Under the terms of the agreement, Watson will acquire Actavis for approximately EUR4.25 billion. The total consideration will include a cash payment of approximately EUR4.15 billion, as well as the assumption of a maximum of EUR100 million in revolver debt, which is to be repaid at closing.
Actavis stakeholders could also receive additional consideration, contingent upon the company achieving negotiated levels of 2012 results. The contingent payment, if fully earned would result in the delivery of up to 5.5 million shares of Watson common stock. This contingent payment was valued during the negotiations at EUR250 million, based on a per share price of $60, using a Euro to U.S. dollar exchange rate of $1.32. The shares granted, if any, would be issued in 2013.
Watson intends to fund the cash portion of the transaction through a combination of term loan borrowings and the issuance of senior unsecured notes. Watson currently has bridge loan commitments from BofA Merrill Lynch and Wells Fargo Bank, N.A. pending execution of its final financing plans. Watson anticipates that the combined company will generate substantial free cash flow, enabling Watson to pay down debt quickly to below 3.0x debt to adjusted EBITDA by 2013 and to achieve a level of approximately 2.0x debt to adjusted EBITDA in 2014.
Approvals and Timing
The acquisition will be subject to customary conditions, including review by the U.S. Federal Trade Commission (FTC) under the provisions of the Hart-Scott-Rodino Antitrust Improvements Act of 1976, as amended ("HSR Act"), as well as approvals outside of the United States.

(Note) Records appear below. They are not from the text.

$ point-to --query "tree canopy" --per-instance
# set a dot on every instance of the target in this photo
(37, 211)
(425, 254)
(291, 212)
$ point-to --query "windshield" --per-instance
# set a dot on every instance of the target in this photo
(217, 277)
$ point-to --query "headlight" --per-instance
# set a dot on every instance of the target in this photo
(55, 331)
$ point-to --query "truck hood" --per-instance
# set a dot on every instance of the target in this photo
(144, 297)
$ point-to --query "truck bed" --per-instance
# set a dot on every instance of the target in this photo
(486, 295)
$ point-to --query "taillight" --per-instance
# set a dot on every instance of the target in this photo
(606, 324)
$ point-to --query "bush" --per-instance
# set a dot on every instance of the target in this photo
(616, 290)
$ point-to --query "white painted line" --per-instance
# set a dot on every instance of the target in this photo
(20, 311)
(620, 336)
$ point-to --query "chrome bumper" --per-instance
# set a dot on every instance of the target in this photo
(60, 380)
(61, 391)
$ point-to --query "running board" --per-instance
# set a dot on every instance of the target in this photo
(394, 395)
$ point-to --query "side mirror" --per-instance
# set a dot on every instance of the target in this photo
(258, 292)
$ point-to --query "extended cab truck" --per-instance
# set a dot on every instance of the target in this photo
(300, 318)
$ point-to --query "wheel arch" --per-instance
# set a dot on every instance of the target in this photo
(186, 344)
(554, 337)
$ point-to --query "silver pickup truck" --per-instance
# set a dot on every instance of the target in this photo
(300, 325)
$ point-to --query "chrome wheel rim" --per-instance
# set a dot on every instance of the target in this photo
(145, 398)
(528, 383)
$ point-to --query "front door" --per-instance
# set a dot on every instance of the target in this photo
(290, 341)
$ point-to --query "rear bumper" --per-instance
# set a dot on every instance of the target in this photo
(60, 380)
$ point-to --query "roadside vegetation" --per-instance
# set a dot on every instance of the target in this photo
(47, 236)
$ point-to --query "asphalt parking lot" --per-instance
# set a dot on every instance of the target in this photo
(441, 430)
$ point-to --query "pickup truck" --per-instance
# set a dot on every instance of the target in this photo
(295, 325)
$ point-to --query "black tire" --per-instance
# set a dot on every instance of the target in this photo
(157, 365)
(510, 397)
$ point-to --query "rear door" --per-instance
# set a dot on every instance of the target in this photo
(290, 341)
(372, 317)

Pending approvals, Watson anticipates closing the transaction in the fourth quarter of 2012.
BofA Merrill Lynch is acting as exclusive financial advisor and Latham & Watkins LLP is acting as legal advisor to Watson in connection with this transaction.
The Company will host a conference call, with supporting slides available via webcast, beginning at 4:30 p.m. Eastern Daylight Time on April 25, 2012 to discuss the proposed acquisition. The dial-in number to access the call is U.S./Canada (877) 251-7980; International +1 706 643-1573 and the Conference ID is 67192051. To access the slides go to Watson's Investor Relations Web site at http://ir.watson.com, or directly at http://www.videonewswire.com/event.asp?id=85954.
A taped replay of the conference call will be available beginning approximately two hours after the call's conclusion and will remain available through 12:00 midnight Eastern Daylight Time on May 7, 2012. The replay may be accessed by dialing (855) 859-2056 and entering the same Conference ID above. From international locations, the replay may be accessed by dialing +1 404 537-3406.
About Watson Pharmaceuticals, Inc.
Watson Pharmaceuticals, Inc. is a leading integrated global pharmaceutical company. Watson is engaged in the development, manufacture and distribution of generic pharmaceuticals and specialized branded pharmaceutical products focused on Urology and Women's Health. The Company is also developing biosimilar products in Women's Health and Oncology. Additionally, we distribute generic and branded pharmaceuticals through our Anda Distribution business.
In 2011, Watson was the third largest generic pharmaceutical company in the United States. We also have commercial operations in key international markets including Canada, Western Europe, Asia/Pacific, South Africa and Latin America. Watson distributes approximately 8,500 stock-keeping units in the U.S. directly to more than 60,000 customers through our Anda Distribution Division.
For press release and other company information, visit Watson Pharmaceuticals' Web site at http://www.watson.com.
Actavis is one of the world's leading generic pharmaceutical companies, specializing in the development, manufacture and sale of generic pharmaceuticals. The company has operations in more than 40 countries, with over 10,000 employees. At present, Actavis has a portfolio which includes more than 1,000 medicines present on the market and registered in more than 70 countries.